Nie dajmy się!

Fot. Sławomir Mielnik
Fot. Sławomir Mielnik
Z Grażyną Wódką, jedną z organizatorek grupy wsparcia dla bezrobotnych kobiet, rozmawia Agata Jop

- Ponoć tego trzeba samemu doświadczyć, żeby wiedzieć, jak to jest nie mieć pracy. Pani to wie? Skąd?
- Byłam bezrobotna i to bardzo długo - siedem lat. W 1991 roku moje stanowisko pracy zostało zlikwidowane, zwolniono mnie. Potem krótko pracowałam w banku, ale się tam nie odnalazłam. Próbowałam pomagać mężowi w prowadzeniu działalności gospodarczej, ale w biznesie też się nie sprawdziłam.

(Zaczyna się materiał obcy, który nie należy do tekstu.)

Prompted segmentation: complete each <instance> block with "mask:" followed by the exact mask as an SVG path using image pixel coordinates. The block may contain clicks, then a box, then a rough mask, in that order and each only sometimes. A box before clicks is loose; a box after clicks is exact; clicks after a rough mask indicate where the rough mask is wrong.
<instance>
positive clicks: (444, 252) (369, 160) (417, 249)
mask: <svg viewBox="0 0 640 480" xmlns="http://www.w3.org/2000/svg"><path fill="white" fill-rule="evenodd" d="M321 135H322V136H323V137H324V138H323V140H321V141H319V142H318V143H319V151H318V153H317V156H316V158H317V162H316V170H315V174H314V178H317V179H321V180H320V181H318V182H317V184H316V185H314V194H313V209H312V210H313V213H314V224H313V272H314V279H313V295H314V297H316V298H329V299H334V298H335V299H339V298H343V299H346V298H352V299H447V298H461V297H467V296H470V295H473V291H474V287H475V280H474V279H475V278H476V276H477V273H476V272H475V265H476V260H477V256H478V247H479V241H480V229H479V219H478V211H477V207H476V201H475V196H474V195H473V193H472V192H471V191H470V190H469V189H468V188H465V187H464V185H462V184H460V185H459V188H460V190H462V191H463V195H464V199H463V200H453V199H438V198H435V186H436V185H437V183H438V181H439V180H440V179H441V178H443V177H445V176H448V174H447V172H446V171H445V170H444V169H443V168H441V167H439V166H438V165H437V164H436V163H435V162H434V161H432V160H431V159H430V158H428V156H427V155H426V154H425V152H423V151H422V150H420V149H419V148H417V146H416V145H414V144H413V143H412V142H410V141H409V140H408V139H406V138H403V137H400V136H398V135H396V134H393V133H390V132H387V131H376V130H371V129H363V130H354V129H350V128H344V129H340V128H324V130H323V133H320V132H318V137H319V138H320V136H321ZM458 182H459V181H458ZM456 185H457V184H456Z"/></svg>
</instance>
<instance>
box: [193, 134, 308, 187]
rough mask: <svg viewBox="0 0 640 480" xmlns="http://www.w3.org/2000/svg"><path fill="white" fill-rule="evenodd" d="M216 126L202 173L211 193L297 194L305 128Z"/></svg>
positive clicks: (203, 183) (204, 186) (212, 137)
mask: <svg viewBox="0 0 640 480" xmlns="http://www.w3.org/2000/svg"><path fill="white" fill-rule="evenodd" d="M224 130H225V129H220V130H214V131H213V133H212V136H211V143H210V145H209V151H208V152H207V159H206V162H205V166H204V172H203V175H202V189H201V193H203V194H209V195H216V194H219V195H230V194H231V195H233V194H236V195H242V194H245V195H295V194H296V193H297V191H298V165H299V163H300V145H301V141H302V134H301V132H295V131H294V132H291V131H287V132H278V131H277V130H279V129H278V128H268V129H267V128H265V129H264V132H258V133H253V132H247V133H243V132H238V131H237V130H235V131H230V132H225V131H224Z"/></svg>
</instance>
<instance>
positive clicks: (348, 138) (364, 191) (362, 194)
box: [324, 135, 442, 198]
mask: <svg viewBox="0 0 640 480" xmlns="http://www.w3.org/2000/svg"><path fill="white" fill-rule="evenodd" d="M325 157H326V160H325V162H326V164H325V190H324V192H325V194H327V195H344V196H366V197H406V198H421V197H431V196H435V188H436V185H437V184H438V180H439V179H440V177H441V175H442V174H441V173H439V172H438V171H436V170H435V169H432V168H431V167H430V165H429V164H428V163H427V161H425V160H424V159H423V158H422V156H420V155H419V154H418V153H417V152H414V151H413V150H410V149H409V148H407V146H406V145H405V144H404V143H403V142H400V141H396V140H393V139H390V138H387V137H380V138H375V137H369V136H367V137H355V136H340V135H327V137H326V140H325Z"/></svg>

- Co pani wtedy myślała o sobie samej?
- Zaczęłam uważać, że ze mną jest coś nie tak, że się do niczego nie nadaję - takie chodzące beztalencie i beznadzieja. Potem dowiedziałam się, że takie zachwianie poczucia własnej wartości jest typowe w takiej sytuacji.
- To jest podobno typowe dla bezrobotnych mężczyzn. On - "myśliwy" nagle traci robotę i przestaje przynosić do domu "zwierzynę", czyli pieniądze. Czuje się nieudacznikiem, może nawet zaczyna pić...

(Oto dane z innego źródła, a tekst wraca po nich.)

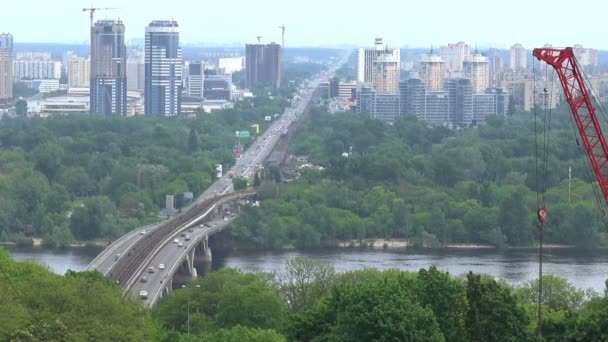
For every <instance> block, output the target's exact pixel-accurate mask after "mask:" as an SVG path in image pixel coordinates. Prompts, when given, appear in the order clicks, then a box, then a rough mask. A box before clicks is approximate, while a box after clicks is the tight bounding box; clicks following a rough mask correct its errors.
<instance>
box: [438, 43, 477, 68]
mask: <svg viewBox="0 0 608 342" xmlns="http://www.w3.org/2000/svg"><path fill="white" fill-rule="evenodd" d="M470 54H471V47H470V46H469V45H468V44H466V43H463V42H458V43H455V44H448V45H445V46H442V47H441V58H442V59H443V60H444V61H445V67H446V71H447V72H448V73H458V72H461V71H462V67H463V63H464V59H465V57H467V56H468V55H470Z"/></svg>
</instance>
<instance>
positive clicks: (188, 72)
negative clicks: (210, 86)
mask: <svg viewBox="0 0 608 342" xmlns="http://www.w3.org/2000/svg"><path fill="white" fill-rule="evenodd" d="M203 70H204V65H203V63H201V62H190V63H189V64H188V73H187V74H186V82H187V83H186V84H187V86H186V87H187V88H186V94H187V95H188V96H191V97H199V98H201V100H202V98H203V79H204V77H205V75H204V73H203Z"/></svg>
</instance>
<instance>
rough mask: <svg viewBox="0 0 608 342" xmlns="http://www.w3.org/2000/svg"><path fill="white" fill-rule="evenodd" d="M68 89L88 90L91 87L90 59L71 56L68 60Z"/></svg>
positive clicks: (90, 59) (87, 58)
mask: <svg viewBox="0 0 608 342" xmlns="http://www.w3.org/2000/svg"><path fill="white" fill-rule="evenodd" d="M67 69H68V70H67V72H68V87H69V88H88V87H90V85H91V59H90V58H84V57H80V56H76V55H71V56H70V59H69V60H68V68H67Z"/></svg>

- Kobiety też reagują na taki stres jakimś rodzajem ucieczki. Można go na przykład... zajadać. Jak po jakimś czasie będziemy nie tylko bezrobotne, ale też grube, to dopiero będziemy miały powody, żeby same siebie nienawidzić! Ja uciekałam w fantazjowanie, w stworzony sobie nierealny świat. Na szczęście, starałam się być aktywna. To były jakieś dorywcze zajęcia - praca w kiosku Ruchu, sprzątanie w poliklinice.
- Ale bez stałego zajęcia nie ma poczucia bezpieczeństwa choćby tego finansowego.
- To prawda. Mieliśmy tylko jedno źródło utrzymania, zaczęło brakować pieniędzy. Moje bezrobocie i zachwianie poczucia własnej wartości przekładało się na wszystkie dziedziny życia. Brak pieniędzy powodował napięcia w rodzinie. Ograniczyłam kontakty towarzyskie. Jak się spotykasz z ludźmi, to każdy opowiada o swoim życiu, o pracy, o związanych z tym problemach. A ja co? U mnie nic się nie dzieje. Poza tym takie spotkanie to jakaś kawa, ciastko, a mnie na to nie było stać. Długotrwałe bezrobocie jest jak lawina. Kobieta zaczyna się zaniedbywać. Najpierw nie chce jej się umalować i ładnie ubrać. Potem po prostu nie ma pieniędzy na ciuchy.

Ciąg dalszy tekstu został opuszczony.